Hashing
The <boost/int128/hash.hpp> header provides specializations of std::hash for uint128_t and int128_t, allowing the library types to be used as keys in std::unordered_map, std::unordered_set, and any other container that relies on std::hash.
#include <boost/int128/hash.hpp>
Specializations
namespace std {
template <>
struct hash<boost::int128::int128_t>
{
std::size_t operator()(boost::int128::int128_t v) const noexcept;
};
template <>
struct hash<boost::int128::uint128_t>
{
std::size_t operator()(boost::int128::uint128_t v) const noexcept;
};
} // namespace std
Each 64-bit half of the value is first run through a SplitMix64 finalizer so that every input bit influences the lower bits of the result.
This is necessary because std::hash<std::uint64_t> is permitted to truncate to std::size_t, which would lose the upper 32 bits on 32-bit platforms and cause distinct 128-bit values to collide.

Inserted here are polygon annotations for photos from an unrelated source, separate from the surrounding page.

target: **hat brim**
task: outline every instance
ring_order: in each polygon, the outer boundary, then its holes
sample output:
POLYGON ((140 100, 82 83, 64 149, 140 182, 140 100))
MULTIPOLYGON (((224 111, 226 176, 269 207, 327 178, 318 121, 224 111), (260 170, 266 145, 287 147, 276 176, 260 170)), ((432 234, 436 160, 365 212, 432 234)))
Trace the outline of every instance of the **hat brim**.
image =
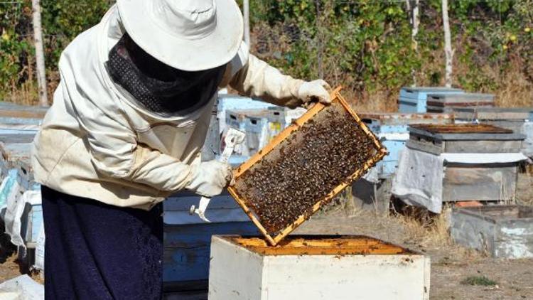
POLYGON ((180 38, 147 16, 152 1, 119 0, 119 14, 126 31, 143 50, 158 60, 176 69, 199 71, 227 63, 242 41, 242 14, 235 0, 214 0, 217 25, 210 35, 198 39, 180 38))

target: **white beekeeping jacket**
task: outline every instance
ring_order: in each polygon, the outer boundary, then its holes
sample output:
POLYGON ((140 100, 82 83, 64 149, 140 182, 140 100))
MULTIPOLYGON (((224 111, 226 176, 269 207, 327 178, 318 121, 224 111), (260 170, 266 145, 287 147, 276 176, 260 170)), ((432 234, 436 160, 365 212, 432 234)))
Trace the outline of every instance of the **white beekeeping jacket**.
MULTIPOLYGON (((32 165, 36 180, 56 191, 149 209, 191 181, 216 95, 192 112, 170 117, 143 109, 104 66, 123 34, 114 6, 65 49, 61 80, 36 136, 32 165)), ((243 43, 220 87, 294 107, 301 104, 296 95, 303 82, 249 55, 243 43)))

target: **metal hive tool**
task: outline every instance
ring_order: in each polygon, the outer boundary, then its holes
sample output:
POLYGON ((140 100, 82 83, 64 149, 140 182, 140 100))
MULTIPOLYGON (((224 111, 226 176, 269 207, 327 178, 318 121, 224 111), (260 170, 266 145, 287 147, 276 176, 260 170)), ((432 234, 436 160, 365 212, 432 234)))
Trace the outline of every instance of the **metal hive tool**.
POLYGON ((230 193, 271 245, 387 154, 339 90, 234 172, 230 193))

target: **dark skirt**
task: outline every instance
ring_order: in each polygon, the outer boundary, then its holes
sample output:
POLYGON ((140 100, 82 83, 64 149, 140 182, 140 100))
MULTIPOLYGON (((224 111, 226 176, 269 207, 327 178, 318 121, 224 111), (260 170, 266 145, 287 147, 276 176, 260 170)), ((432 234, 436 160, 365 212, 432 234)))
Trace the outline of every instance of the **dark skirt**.
POLYGON ((46 299, 161 299, 161 204, 145 211, 41 190, 46 299))

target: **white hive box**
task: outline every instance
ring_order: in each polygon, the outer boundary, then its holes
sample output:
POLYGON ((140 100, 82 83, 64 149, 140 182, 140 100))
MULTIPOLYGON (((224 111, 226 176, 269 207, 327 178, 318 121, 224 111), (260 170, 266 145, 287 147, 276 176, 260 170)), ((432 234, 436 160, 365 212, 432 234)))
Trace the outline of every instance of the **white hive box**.
POLYGON ((213 236, 210 300, 429 299, 429 257, 362 236, 213 236))

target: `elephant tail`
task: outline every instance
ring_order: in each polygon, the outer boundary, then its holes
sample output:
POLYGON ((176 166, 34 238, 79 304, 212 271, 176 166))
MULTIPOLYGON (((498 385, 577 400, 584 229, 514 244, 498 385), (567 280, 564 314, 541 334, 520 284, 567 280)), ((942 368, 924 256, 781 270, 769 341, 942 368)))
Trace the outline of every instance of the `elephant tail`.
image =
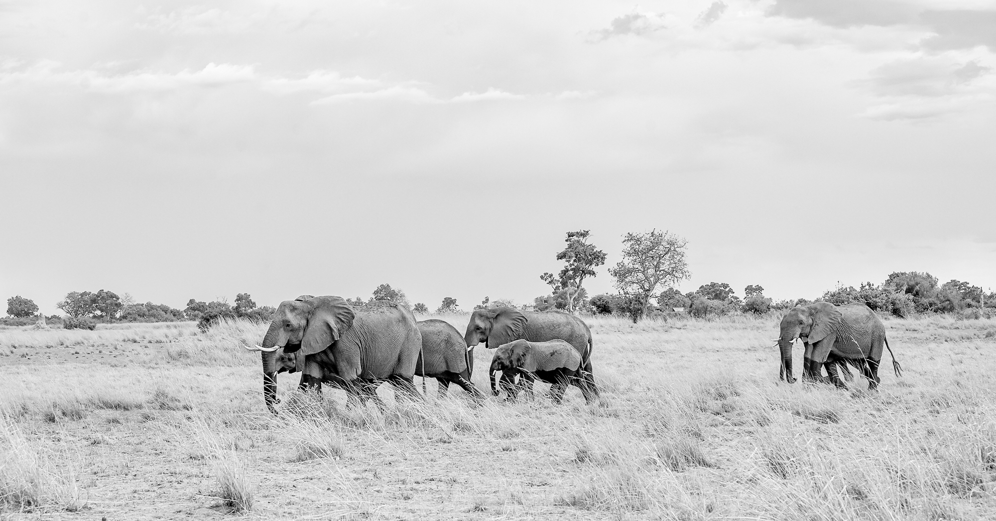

The two finalized halves are then combined with the boost::hash_combine mixing formula.
Guarantees
-
Two values comparing equal under
operator==produce the same hash. -
For any non-zero
v,std::hash<int128_t>{}(v) != std::hash<int128_t>{}(-v). -
The mixing function is asymmetric, so
{high, low}and{low, high}do not collide except by chance. -
The hash value is implementation-defined and may differ across platforms, compilers, or library versions. Do not persist hash values across runs.